Image Credit: Cutaway Comics (Fair Use)
Image Description: The cover of Paradise Found #1
Tides was provided with a free review copy of the comic
By James Ashworth
With the Fourth Doctor having Eldrad Must Live! and Omega, the Fifth Doctor Lytton, and the Sixth Doctor Orcini, the Seventh Doctor must have been feeling a bit hard done by as his era waited for a spinoff series from Cutaway Comics. But the wait is now over with the arrival of Paradise Found, looking to the future of Paradise Towers and its inhabitants from the eponymous story. Though decades may have past, and the apartments are perhaps closer to paradise than before, its first issue shows it’s still not a good time to be a Yellow Kang…
Taking place some time after the events of the television story, the comic follows Viv-2, daughter of Bin Liner and Fire Escape, as she dreams of adventure in the much more mundane world that has come into being. While the decision to follow a descendent of characters past can be something of a cliché in sequels, Paradise Found‘s world is different enough from what went before to get away with it, especially with the sense of growing unease bubbling under the surface.
The comic also sets itself apart from Cutaway’s other series through a number of stylistic choices. The story is a riot of different colours amid the grey backdrops of the Paradise Towers complex, giving it a colour palette different from any of the previous comics. Meanwhile, the script works to illustrate the divisions in the planet’s society, with each group of characters, be they military, Rezzie, Caretaker or Kang, having their own way of speaking.
However, there are signs that things have changed, particularly amongst the youthful Kangs. While the older Kangs may have settled down somewhat, integrating Kangspeak more closely into the English language, their children are still striking out together. The different coloured factions have united together, their rainbow of colours emblematic of the following Paradise Towers has developed amongst LGBTQ+ fans. With the direction the story appears to be heading in, new directions will be vital to the future of their society rather than living, quite literally, in the remains of the past.
Readers also gain a brief glimpse into this history of the complex, with Paradise Before offering a two page look into the towers’ construction in the first place.
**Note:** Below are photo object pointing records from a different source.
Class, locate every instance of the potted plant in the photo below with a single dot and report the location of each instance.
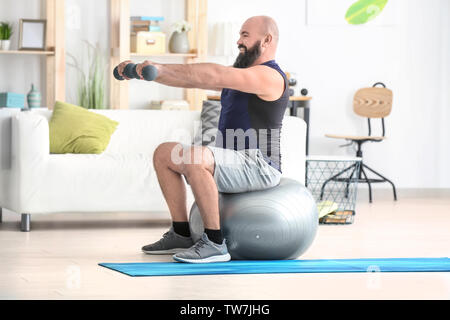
(179, 42)
(91, 85)
(5, 35)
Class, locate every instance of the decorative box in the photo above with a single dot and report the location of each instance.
(12, 100)
(150, 42)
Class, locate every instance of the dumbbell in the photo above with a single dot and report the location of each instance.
(148, 72)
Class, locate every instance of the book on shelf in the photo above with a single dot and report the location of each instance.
(146, 18)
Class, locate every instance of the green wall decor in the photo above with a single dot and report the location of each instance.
(364, 10)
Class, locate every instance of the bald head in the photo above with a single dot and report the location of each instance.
(265, 26)
(257, 42)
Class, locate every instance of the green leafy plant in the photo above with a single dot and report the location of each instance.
(364, 10)
(91, 84)
(6, 31)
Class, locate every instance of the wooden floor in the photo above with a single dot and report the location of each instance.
(58, 258)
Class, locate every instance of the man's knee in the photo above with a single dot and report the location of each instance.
(163, 154)
(198, 158)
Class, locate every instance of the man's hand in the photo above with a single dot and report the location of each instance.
(121, 67)
(141, 66)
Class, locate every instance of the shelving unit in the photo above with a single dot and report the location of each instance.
(196, 15)
(54, 53)
(47, 53)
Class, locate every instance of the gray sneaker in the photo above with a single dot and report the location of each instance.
(204, 251)
(170, 243)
Kroagnon gets a first name as the origins of the television story and its comic sequel are laid down, with the possibility that this back-up strip could end up coming full circle and leading into Paradise Found itself.
As if that wasn’t enough, there’s also a second backup strip in the form of Terra Alpha Nights, an anthology of short vignettes looking at life offscreen in The Happiness Patrol. It’s hard to say too much with two short pages, but even this look into the background of Graeme Curry’s magnum opus exposes the hypocrisy which lies at the heart of Helen A’s regime.
With three separate stories and a couple of interviews, it’s difficult to feel short changed after reading Paradise Found #1. The pieces have been shuffled into some interesting positions, so it will be interesting to see how they play out over the coming issues.